Did Greenspan fail us?
TEXT OF STORY
TESS VIGELAND: As we mentioned, world financial markets have been on Mr. Toad’s Wild Ride recently. Some analysts blame inflation fears. Others argue that fears of recession because of high interest rates are behind the turmoil. But one group of fund managers and commentators is fingering a more surprising culprit: They accuse Alan Greenspan. Yes, that Alan Greenspan, the former Fed chairman. From London, Stephen Beard reports.
STEPHEN BEARD: Alan Greenspan retired earlier this year garlanded with honors and accolades. One economist called him “the greatest central banker who ever lived.” But one London fund manager begs to differ. Tony Dye says Greenspan was a disaster. Dye traces the cause of the current market turmoil back to Greenspan’s watch at the Fed.
TONY DYE:“The reason for it was the mistake about puffing the bubble up and not taking the punchbowl away, because that’s what I think central bankers should be doing, in the mid to late 1990’s.”
Dye argues that Greenspan inflated the stock market bubble of the 1990s by holding interest rates too low. He failed to take the punchbowl away when the party got started. And then when the stock market crashed in 2000 he had to slash rates to rock-bottom levels and keep them there for more than a year.
DYE: Cutting rates to one percent was basically to try and paper over the cracks of all the problems that would have arisen from the stock market bubble bursting. And it’s just created more problems.

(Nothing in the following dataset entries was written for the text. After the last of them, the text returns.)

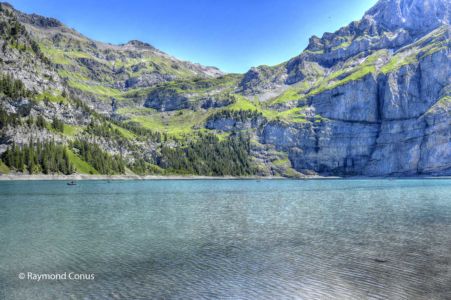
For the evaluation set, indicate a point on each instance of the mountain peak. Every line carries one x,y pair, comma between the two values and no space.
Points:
415,16
140,44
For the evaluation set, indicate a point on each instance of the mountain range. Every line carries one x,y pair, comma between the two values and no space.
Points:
371,99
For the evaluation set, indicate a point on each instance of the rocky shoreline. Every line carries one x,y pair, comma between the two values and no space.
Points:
17,177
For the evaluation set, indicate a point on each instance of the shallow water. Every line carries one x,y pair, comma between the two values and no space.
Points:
227,239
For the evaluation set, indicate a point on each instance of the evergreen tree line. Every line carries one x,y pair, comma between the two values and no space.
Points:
239,115
142,132
209,156
57,124
100,160
47,158
106,130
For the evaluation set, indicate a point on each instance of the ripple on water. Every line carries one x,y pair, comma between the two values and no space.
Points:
363,239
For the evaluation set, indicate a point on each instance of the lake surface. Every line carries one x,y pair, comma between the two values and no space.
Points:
227,239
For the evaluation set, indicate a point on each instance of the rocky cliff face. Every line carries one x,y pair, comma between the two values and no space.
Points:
372,98
390,116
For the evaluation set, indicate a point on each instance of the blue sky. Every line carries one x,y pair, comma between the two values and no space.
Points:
233,35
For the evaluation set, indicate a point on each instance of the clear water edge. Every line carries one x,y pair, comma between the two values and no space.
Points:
232,239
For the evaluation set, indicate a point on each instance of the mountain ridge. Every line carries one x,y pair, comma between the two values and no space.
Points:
370,99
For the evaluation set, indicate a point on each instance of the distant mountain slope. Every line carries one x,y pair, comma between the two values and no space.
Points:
102,69
372,98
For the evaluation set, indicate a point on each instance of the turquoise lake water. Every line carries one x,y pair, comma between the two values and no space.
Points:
227,239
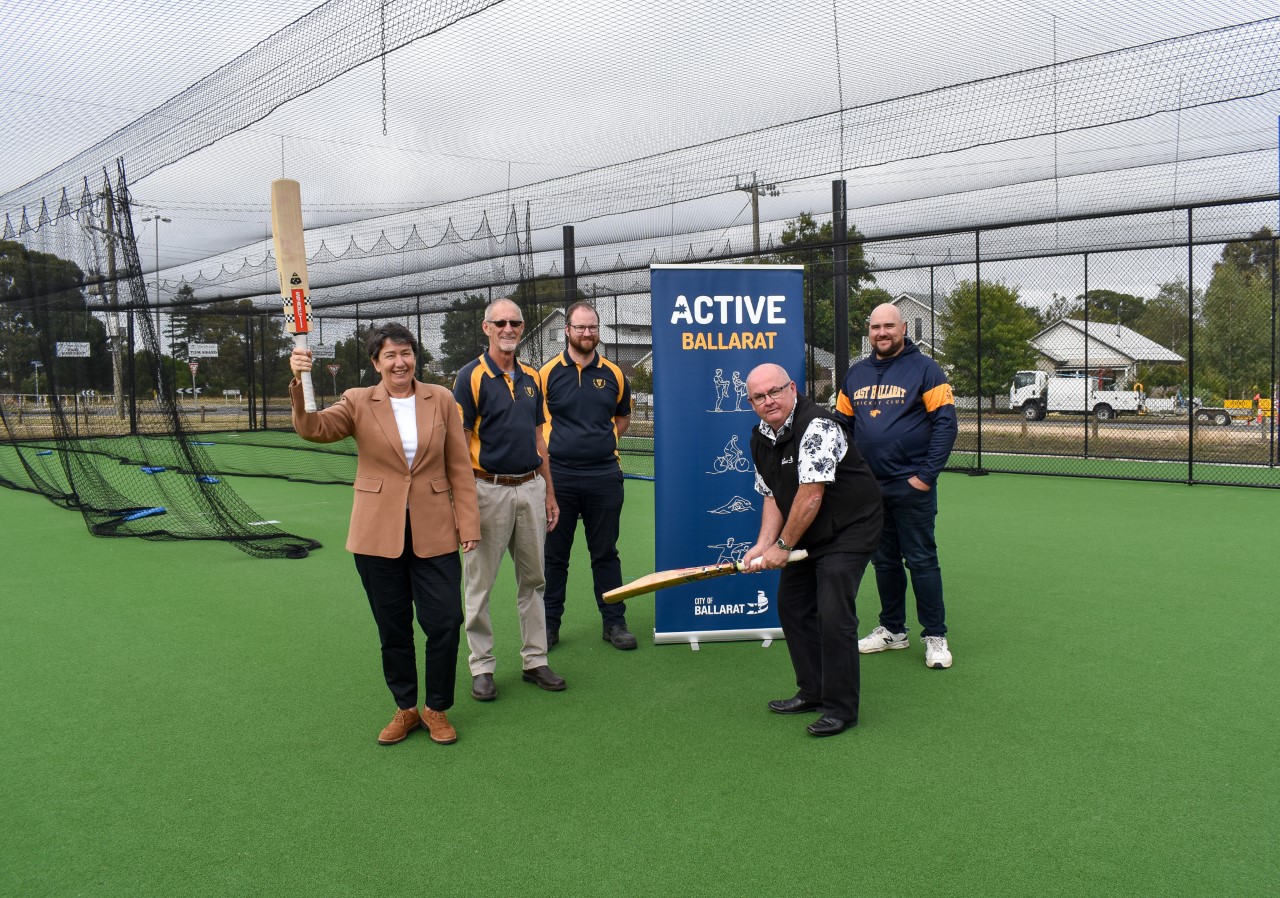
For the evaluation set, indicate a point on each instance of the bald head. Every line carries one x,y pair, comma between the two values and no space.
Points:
886,330
771,393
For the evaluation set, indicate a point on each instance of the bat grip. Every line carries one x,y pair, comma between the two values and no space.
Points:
309,390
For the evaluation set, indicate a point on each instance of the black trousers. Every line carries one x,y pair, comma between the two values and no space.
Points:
396,586
817,606
598,500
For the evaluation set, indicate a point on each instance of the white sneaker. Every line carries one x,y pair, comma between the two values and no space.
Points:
936,653
882,640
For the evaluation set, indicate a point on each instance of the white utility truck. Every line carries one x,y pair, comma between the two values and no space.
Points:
1037,393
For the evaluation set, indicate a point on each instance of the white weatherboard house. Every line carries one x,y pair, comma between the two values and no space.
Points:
1066,347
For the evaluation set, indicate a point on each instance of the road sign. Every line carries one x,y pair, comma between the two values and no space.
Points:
73,349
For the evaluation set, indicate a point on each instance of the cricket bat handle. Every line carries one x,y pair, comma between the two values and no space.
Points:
309,390
796,555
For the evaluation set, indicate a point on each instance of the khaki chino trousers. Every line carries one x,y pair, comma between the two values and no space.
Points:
512,518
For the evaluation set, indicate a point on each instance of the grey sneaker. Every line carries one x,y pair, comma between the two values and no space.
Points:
936,653
882,640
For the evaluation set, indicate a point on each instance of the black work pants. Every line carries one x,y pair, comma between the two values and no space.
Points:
598,500
433,586
817,606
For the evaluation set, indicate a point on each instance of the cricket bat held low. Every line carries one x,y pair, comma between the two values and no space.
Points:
661,580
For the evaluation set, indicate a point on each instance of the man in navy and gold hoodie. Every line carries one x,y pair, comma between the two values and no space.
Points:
903,416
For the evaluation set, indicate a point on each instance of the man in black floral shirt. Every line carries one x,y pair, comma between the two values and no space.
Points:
819,496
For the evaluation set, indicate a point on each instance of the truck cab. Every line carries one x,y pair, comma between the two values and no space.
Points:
1037,393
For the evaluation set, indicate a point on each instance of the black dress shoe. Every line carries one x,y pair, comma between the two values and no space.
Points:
544,678
795,705
483,687
620,636
830,725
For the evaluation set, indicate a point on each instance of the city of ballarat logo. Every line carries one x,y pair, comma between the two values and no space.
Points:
711,606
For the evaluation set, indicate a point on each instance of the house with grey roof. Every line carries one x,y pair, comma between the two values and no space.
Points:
1070,347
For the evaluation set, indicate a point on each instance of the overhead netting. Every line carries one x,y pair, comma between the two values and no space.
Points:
443,146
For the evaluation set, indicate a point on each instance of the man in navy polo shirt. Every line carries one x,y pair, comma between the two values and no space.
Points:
588,408
501,402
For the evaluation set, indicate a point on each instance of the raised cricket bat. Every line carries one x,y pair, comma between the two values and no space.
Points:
291,262
661,580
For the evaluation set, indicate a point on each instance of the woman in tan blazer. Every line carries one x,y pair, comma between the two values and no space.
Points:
415,503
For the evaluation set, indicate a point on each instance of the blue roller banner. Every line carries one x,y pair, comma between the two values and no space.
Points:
712,324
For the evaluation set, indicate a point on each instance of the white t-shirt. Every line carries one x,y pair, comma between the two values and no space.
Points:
406,421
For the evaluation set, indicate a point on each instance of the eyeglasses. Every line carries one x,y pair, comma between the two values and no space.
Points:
758,399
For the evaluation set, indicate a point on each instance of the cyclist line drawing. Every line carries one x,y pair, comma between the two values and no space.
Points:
731,459
735,504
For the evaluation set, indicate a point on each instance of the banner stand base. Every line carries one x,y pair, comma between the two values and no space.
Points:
693,638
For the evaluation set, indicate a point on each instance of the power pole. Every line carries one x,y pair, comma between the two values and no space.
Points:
757,189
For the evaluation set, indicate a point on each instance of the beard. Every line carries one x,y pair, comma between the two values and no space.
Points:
584,343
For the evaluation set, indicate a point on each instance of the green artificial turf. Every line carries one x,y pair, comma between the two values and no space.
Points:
182,719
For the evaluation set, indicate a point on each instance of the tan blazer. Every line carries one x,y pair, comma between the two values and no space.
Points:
439,490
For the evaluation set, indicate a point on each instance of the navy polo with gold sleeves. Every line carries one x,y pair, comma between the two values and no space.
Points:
579,409
502,413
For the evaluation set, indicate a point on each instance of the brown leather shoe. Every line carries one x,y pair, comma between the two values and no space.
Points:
483,687
405,722
544,678
438,725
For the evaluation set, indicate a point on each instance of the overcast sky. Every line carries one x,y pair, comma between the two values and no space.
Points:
529,90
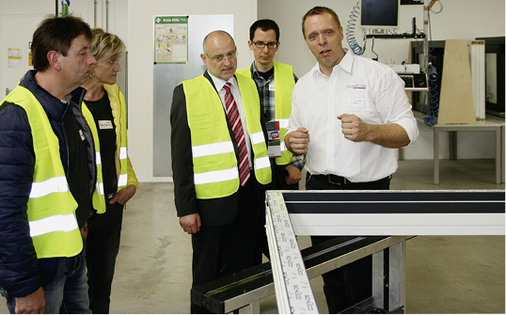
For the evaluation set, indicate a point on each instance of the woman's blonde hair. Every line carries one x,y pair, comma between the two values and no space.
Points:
105,45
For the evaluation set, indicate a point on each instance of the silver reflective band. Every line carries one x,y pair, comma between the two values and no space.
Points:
122,180
98,158
216,176
56,223
283,123
122,153
212,149
257,138
262,162
100,188
49,186
283,146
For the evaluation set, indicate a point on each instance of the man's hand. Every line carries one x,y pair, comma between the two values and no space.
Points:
34,303
294,175
297,141
354,128
190,223
123,195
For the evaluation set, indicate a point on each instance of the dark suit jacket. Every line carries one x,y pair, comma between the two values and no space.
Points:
213,212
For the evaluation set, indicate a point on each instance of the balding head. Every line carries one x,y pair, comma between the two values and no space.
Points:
220,54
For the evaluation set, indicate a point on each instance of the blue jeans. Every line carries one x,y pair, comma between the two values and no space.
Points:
102,247
67,291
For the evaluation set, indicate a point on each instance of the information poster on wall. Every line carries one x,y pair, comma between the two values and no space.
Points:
171,39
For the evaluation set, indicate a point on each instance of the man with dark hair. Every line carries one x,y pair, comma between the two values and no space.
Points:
48,175
219,162
275,82
356,112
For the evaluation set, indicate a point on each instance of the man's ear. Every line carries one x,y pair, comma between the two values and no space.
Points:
204,59
54,59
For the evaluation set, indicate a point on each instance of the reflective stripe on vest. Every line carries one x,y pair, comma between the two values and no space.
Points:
214,161
118,108
50,208
283,85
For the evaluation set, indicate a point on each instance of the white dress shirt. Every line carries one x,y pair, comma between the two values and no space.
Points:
219,84
359,86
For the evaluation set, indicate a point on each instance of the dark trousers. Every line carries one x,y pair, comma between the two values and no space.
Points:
279,174
102,246
222,250
352,283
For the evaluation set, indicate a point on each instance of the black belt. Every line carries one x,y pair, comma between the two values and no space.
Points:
333,179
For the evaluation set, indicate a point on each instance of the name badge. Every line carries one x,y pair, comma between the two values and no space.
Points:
105,124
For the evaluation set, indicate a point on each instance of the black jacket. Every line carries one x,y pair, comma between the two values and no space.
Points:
21,273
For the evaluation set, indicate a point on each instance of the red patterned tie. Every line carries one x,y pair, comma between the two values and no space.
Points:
235,122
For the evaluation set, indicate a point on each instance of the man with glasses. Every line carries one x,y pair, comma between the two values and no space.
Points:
220,163
275,82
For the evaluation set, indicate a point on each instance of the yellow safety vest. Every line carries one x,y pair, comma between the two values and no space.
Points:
216,174
119,110
283,85
50,209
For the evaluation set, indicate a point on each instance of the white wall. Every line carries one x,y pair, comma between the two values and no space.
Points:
132,20
462,19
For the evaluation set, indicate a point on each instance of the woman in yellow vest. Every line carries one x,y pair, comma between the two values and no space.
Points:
105,112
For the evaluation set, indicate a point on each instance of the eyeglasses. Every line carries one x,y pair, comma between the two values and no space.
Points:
220,58
262,45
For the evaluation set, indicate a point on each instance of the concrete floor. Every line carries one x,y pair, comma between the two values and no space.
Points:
444,274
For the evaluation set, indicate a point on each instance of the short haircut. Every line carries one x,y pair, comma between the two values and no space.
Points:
264,25
212,34
319,11
106,45
56,33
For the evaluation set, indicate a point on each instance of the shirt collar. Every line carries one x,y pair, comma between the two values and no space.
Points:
219,83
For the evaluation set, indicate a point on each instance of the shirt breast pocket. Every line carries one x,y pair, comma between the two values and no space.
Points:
357,101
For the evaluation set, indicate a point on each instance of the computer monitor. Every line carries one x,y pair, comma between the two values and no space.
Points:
379,14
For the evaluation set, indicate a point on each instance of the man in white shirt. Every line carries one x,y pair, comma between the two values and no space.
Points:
355,112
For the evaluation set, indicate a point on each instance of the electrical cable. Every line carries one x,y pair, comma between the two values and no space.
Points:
431,118
350,31
372,50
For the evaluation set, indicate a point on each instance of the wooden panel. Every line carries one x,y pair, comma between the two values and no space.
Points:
456,105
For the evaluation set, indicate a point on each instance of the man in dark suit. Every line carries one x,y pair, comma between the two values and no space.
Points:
220,162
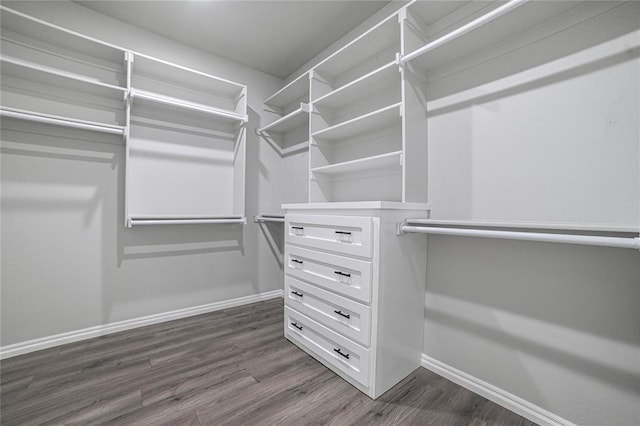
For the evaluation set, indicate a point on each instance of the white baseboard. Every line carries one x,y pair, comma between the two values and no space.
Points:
499,396
101,330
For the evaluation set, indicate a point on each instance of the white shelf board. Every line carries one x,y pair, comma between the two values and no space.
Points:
360,87
293,120
183,104
298,89
390,159
54,35
57,120
188,78
530,225
381,118
527,15
357,205
365,46
30,71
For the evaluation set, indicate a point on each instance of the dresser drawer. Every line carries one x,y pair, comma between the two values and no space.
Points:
336,350
344,275
342,234
349,318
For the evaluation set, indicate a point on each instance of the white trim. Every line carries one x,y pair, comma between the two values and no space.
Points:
500,396
115,327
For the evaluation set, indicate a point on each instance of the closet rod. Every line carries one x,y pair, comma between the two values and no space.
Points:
61,121
267,218
476,23
178,221
590,240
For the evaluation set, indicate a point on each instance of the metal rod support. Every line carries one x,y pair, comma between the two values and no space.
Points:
590,240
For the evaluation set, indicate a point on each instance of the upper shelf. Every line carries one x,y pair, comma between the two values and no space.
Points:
31,39
369,44
361,87
296,91
43,74
293,120
465,35
379,119
184,104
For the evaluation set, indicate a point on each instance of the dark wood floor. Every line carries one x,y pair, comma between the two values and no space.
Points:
228,367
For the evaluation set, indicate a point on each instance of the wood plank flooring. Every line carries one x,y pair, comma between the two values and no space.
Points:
231,367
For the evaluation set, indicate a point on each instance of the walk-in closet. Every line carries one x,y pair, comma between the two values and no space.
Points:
419,212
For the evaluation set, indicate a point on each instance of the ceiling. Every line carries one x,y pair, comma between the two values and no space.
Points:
276,37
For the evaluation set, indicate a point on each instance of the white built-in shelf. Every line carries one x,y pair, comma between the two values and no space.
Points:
61,121
181,103
556,226
382,36
48,44
382,161
184,220
159,76
25,70
479,29
296,91
295,119
369,83
373,121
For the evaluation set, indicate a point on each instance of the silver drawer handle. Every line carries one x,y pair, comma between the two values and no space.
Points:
342,314
341,353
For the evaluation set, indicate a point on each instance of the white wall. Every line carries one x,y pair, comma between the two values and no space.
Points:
548,132
67,260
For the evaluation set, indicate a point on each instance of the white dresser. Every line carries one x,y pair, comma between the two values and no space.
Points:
354,291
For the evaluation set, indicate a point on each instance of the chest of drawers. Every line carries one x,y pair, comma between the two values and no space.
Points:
354,293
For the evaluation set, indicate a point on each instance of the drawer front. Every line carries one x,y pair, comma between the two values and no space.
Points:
344,275
349,318
342,234
336,350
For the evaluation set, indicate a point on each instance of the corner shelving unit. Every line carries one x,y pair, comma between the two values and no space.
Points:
54,76
181,127
186,127
289,132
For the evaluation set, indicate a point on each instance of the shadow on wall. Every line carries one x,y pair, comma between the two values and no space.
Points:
572,307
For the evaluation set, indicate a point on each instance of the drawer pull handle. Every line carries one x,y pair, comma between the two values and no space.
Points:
341,353
342,314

The ultra-cheap credit, say Greenspan’s critics, inflated another bubble — in US house prices. And fueled an American consumer boom that sucked in yet more imports and massively inflated the US trade deficit. And by making it cheaper to speculate he also set off a tidal wave of hot money sloshing around the globe. Andrew Hilton of the CSFI think tank:
ANDREW HILTON: There have been grotesque, positively grotesque imbalances in the global economy. And perhaps the US ought to have bitten the bullet earlier.
Greenspan could have exercised more restraint, says Gideon Rachman of the Economist Magazine. He could have pushed up interest rates a bit higher, a bit earlier. But hailed as “the Maestro” at home, popularity may have gone to his head.
GIDEON RACHMAN: Rather than taking tough and unpopular measures, Mr. Greenspan preferred to keep putting more alcohol into the punch to keep the party going, to keep his popularity growing.
Greenspan’s supporters say he was a great central banker because kept the US economy humming and unemployment low, but says author Peter Hartcher, in the process, Greenspan sidestepped a major challenge.
PETER HARTCHER: His challenge was, what do you do when the economy is in the grip of a mania, a bubble? He didn’t deal with it. The historical legacy will record that as his failing.
That legacy, say the critics, is now playing out. As interest rates return to more normal levels, they are puncturing the share prices pumped up by the Greenspan era of easy credit.
In London, this is Stephen Beard for Marketplace.